December 19 2025, 16:00
Reflection in a Dead Diamond
Director: Bruno Forzani, Hélène Cattet
Release year: 2025
Yikes, the plot of this one... John Diman is an old man staying at an expensive hotel on the French Riviera, but he was once a secret agent for a clandestine government organisation. He spent years trying to catch a leather-clad female assassin called Serpentik, but she evaded him to the end. Memories and reality merge as he walks the hotel grounds and wonders if Serpentik has at last come for him.
It’s rare to find a film that is so impressionistic and reliant on associations through cuts, slides and jumps of editing, that you can get almost to the end and still not be sure what exactly is going on. It jumps through time, between characters, between the actors playing characters, and more, in an exhilarating and thoughtful way. It’s a love letter to a sort of film that was everywhere in the sixties, especially in Italy—the cheap euro-spy-thriller cashing in on the popularity of the Bond films.

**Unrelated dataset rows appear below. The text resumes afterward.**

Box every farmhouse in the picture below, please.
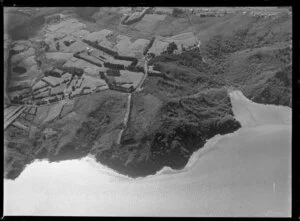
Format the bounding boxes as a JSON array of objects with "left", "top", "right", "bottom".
[{"left": 42, "top": 76, "right": 62, "bottom": 87}]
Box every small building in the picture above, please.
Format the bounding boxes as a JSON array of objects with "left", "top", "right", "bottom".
[
  {"left": 32, "top": 80, "right": 48, "bottom": 91},
  {"left": 42, "top": 76, "right": 62, "bottom": 87}
]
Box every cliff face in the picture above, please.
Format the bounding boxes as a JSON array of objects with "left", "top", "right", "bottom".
[{"left": 5, "top": 8, "right": 292, "bottom": 179}]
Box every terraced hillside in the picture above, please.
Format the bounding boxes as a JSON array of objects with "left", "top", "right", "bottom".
[{"left": 5, "top": 7, "right": 292, "bottom": 179}]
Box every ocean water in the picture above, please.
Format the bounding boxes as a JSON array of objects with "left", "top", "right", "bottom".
[{"left": 4, "top": 91, "right": 291, "bottom": 217}]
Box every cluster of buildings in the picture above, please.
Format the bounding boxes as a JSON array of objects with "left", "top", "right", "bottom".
[{"left": 14, "top": 65, "right": 108, "bottom": 105}]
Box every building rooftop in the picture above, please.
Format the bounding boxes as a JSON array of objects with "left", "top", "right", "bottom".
[{"left": 42, "top": 76, "right": 62, "bottom": 87}]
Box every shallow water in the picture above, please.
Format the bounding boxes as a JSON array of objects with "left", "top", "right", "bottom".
[{"left": 4, "top": 92, "right": 291, "bottom": 216}]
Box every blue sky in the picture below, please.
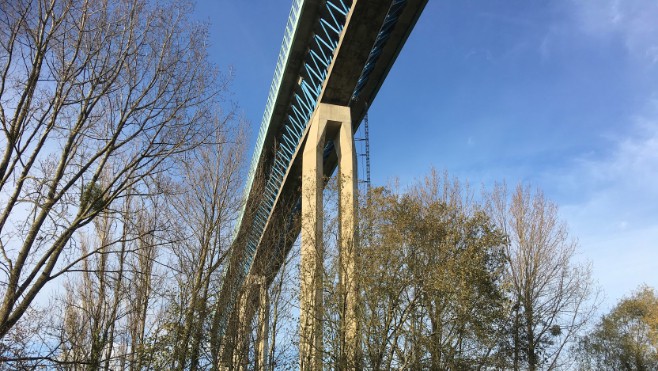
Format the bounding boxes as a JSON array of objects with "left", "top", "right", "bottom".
[{"left": 195, "top": 0, "right": 658, "bottom": 309}]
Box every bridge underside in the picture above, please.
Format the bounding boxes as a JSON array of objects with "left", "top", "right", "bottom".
[{"left": 220, "top": 0, "right": 427, "bottom": 366}]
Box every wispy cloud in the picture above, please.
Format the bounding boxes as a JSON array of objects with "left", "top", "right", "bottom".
[
  {"left": 549, "top": 102, "right": 658, "bottom": 304},
  {"left": 568, "top": 0, "right": 658, "bottom": 64}
]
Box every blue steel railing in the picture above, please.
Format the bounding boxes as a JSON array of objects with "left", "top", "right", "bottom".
[
  {"left": 244, "top": 0, "right": 351, "bottom": 273},
  {"left": 351, "top": 0, "right": 407, "bottom": 101},
  {"left": 219, "top": 0, "right": 352, "bottom": 342},
  {"left": 220, "top": 0, "right": 407, "bottom": 344},
  {"left": 236, "top": 0, "right": 304, "bottom": 233}
]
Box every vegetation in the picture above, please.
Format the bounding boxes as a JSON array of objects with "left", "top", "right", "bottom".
[
  {"left": 578, "top": 286, "right": 658, "bottom": 370},
  {"left": 0, "top": 0, "right": 644, "bottom": 370}
]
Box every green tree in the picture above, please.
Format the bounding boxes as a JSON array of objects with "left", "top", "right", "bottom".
[
  {"left": 359, "top": 171, "right": 505, "bottom": 369},
  {"left": 578, "top": 286, "right": 658, "bottom": 371}
]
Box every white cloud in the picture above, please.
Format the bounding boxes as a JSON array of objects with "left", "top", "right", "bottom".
[
  {"left": 569, "top": 0, "right": 658, "bottom": 64},
  {"left": 550, "top": 108, "right": 658, "bottom": 310}
]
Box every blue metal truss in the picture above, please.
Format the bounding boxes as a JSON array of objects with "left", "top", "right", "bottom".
[
  {"left": 351, "top": 0, "right": 407, "bottom": 101},
  {"left": 219, "top": 0, "right": 407, "bottom": 342},
  {"left": 220, "top": 0, "right": 352, "bottom": 340}
]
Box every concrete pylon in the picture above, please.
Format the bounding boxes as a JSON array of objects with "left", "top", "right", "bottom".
[
  {"left": 232, "top": 276, "right": 270, "bottom": 371},
  {"left": 334, "top": 111, "right": 359, "bottom": 369},
  {"left": 299, "top": 103, "right": 358, "bottom": 370},
  {"left": 254, "top": 276, "right": 270, "bottom": 371}
]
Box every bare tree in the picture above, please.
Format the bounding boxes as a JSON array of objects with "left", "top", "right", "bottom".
[
  {"left": 0, "top": 0, "right": 223, "bottom": 338},
  {"left": 489, "top": 185, "right": 596, "bottom": 370}
]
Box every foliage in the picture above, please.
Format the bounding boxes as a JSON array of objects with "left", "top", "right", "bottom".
[
  {"left": 348, "top": 172, "right": 505, "bottom": 369},
  {"left": 488, "top": 185, "right": 596, "bottom": 370},
  {"left": 578, "top": 286, "right": 658, "bottom": 370}
]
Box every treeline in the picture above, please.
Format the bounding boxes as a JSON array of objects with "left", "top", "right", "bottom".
[{"left": 0, "top": 0, "right": 658, "bottom": 370}]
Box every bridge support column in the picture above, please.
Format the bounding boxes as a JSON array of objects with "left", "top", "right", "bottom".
[
  {"left": 335, "top": 109, "right": 359, "bottom": 369},
  {"left": 254, "top": 276, "right": 270, "bottom": 371},
  {"left": 299, "top": 104, "right": 357, "bottom": 370},
  {"left": 227, "top": 276, "right": 270, "bottom": 371}
]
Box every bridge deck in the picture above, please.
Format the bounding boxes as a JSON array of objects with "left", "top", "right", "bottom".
[{"left": 220, "top": 0, "right": 427, "bottom": 340}]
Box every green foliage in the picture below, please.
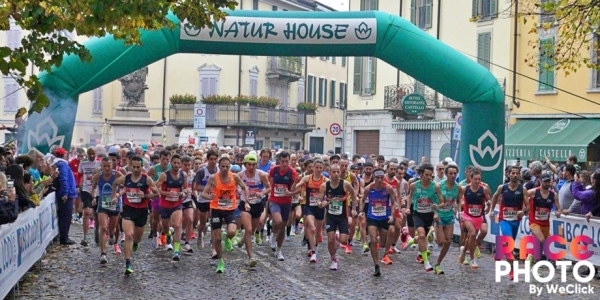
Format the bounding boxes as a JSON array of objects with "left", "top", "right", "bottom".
[
  {"left": 0, "top": 0, "right": 237, "bottom": 113},
  {"left": 202, "top": 95, "right": 279, "bottom": 108}
]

The camera effects and costumes and dialogue are familiar from other genres I do know, and I can’t think of anyone better to do a film like this than Bruno Forzani and Hélène Cattet’s, who have done a similar job with giallo (Amor) and spaghetti westerns (Let the Corpses Tan).
Serpentik is a fascinating villain (or is she?), with an ever-changing face, an array of feminine weapons (steel nails! hair hooks! poison rings! samurai swords!), and a barely concealed rage that is amusingly counter to Diman’s confused lust and professional outrage that he can’t catch her. And the ending is deliciously ambiguous.